San Pablo y el genio femenino (6): las hijas de Felipe


Remedios Falaguera



“Al día siguiente partimos y llegamos a Cesarea; entramos en casa de Felipe, el evangelista, que era uno de los Siete, y nos hospedamos en su casa. Tenía éste cuatro hijas vírgenes que profetizaban” (Hch 21, 8-9)

En este pequeño fragmento de la vida del apóstol, nos encontramos con unas jóvenes que han tomado un camino difícil. El espíritu de servicio y el afán apostólico de Felipe el Diácono, uno de los siete varones de buen testimonio elegidos por los Apóstoles (Hechos 6:5), debió ser un ejemplo extraordinario para sus hijas, puesto que dedicaron su vida por entero a servir al Señor y a predicar el Evangelio con “firmeza, aliento y consuelo”.

Para ello, no dudaron en aceptar de buen grado una entrega total a Jesucristo como único destinatario de su amor. Es más, la elección de estas cuatro jóvenes de entregar su cuerpo y su corazón al servicio de Dios y de los hombres les permite servir plenamente y de un modo específico e insustituible a las necesidades apostólicas de la incipiente Iglesia , y más aun, a la formación de los fieles que se acercaban a ella “de un modo total e indiviso”.

Tal vez, estoy segura de ello, esta llamada divina a vivir la virginidad por el Reino de Cristo pudo, como ocurre hoy en día, suscitar suspicacias e incomprensiones. Pero, ¿quién dice que la mujer es libre para tomar esposo y no para consagrarse a Dios? ¿Cómo podemos afirmar que vivir este compromiso con Dios es anti-natural, fanatismo, o peor aún, impide al hombre y a la mujer realizarse plenamente?

No, ni mucho menos. Esta decisión libre y responsable no sólo reafirma la dignidad de la mujer, sino que realiza su personalidad dándose por entero, al igual que la entrega de los esposos es total y permanente. Como dice Jesucristo en el Evangelio, “Quien pueda entender, que entienda”. Virginidad y matrimonio, una misma vocación, dos caminos diferentes. Porque para servir a la misión dado por el Padre, se necesita no únicamente de la santidad de los matrimonios fieles, padres honrados y madres ejemplares, sino también de hombres y mujeres con una exclusividad de cuerpo y corazón, libre e indivisa. Como nos recordaba Juan Pablo II en la Carta a las mujeres “que a ejemplo de la más grande de las mujeres, la Madre de Cristo, Verbo encarnado, te abres con docilidad y fidelidad al amor de Dios, ayudando a la Iglesia y a toda la humanidad a vivir para Dios una respuesta “esponsal", que expresa maravillosamente la comunión que El quiere establecer con su criatura”.

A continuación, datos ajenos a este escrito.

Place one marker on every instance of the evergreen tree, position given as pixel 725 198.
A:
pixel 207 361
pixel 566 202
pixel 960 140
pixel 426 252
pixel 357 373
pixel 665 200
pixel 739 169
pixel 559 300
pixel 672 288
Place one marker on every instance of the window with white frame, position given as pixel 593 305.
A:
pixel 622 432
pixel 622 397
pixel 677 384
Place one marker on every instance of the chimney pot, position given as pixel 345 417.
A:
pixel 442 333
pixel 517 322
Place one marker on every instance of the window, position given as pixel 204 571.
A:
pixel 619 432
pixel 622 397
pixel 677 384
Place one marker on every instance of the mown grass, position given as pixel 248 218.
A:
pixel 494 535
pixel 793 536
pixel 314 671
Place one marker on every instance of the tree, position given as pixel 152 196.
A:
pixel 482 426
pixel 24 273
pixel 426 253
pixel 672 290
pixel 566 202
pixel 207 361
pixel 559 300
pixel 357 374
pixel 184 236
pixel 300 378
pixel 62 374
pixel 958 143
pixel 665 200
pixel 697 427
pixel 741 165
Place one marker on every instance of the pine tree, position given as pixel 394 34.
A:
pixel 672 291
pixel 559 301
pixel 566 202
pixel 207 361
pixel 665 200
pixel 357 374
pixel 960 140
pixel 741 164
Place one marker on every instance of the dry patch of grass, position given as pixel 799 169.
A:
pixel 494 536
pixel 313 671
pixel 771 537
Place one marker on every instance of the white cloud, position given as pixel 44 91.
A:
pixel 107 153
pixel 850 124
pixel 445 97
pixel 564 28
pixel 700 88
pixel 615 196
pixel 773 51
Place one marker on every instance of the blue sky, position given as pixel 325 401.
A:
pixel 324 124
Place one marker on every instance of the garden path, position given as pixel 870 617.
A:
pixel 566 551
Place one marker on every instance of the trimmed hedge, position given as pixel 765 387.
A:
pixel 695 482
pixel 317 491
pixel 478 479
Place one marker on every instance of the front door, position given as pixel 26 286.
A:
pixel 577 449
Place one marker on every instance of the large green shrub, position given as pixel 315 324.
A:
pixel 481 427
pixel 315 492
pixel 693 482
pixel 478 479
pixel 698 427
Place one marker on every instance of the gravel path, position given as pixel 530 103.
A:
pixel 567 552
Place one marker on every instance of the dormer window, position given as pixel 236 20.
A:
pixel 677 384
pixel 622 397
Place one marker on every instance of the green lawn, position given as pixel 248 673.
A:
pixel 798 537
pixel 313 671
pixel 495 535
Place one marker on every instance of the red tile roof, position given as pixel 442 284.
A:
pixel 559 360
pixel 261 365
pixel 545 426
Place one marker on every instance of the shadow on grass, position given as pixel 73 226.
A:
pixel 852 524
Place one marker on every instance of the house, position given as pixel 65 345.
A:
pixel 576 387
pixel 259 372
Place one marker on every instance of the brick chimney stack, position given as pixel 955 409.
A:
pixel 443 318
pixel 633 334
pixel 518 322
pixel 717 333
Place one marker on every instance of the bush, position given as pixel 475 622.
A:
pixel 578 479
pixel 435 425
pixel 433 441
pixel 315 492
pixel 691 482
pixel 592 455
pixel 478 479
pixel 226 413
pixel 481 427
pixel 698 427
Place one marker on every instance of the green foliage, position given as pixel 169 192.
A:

Y es que todos estamos llamados a la santidad, a ser trabajadores de la viña del Señor. Pero, cada uno de modo diferente, cada uno con carismas diversos. De esto deriva la grandeza de “la unidad en la diversidad” de la Iglesia, “llamada a transmitir la verdadera paz de Cristo a toda la humanidad”, como nos recordaba Benedicto XVI en la solemnidad de Pentecostés.

Es más, me atrevo a afirmar que el que no conoce el valor del misterio del matrimonio es incapaz de comprender la fecundidad de la virginidad, pues como bien leemos en un himno litúrgico, “donde hay caridad y amor, allí está Dios”.

Tiempo para servir “Todo aquel que haya dejado casas, hermanos, hermanas, padre, madre, hijos o hacienda por mi nombre, recibirá el ciento por uno y heredará vida eterna” dijo el Señor.

¡El ciento por uno! prometió el Señor a todos aquellos que, como estas cuatro mujeres, y otras muchas a lo largo de la historia de la Iglesia, aceptaron esta extraordinaria misión: Servir de modo eficaz con un corazón grande. Un servicio que como manifestación concreta y efectiva de ese compromiso divino no se detiene en pequeñeces, y no pierde la oportunidad de difundir el mensaje de Dios.

Puesto que se sabe comprometida, no sólo a una total disposición para una mayor dedicación a las tareas formativas encomendadas, para acompañar al afligido, o para rezar por los vivos y los difuntos. No, no sólo para eso, no, aunque ya sea muchísimo. Sino también, como viene siendo habitual en las tareas de muchas mujeres consagradas, una entrega de contemplación y acción, para dar de comer al hambriento, de beber al sediento, vestir al desnudo, visitar a los enfermos, enseñar al que no sabe, asistir al preso,…En definitiva, servir a los hombres y a la Iglesia, sabiendo que este servicio es amor. Un amor de quien ya sabe que Alguien le ama.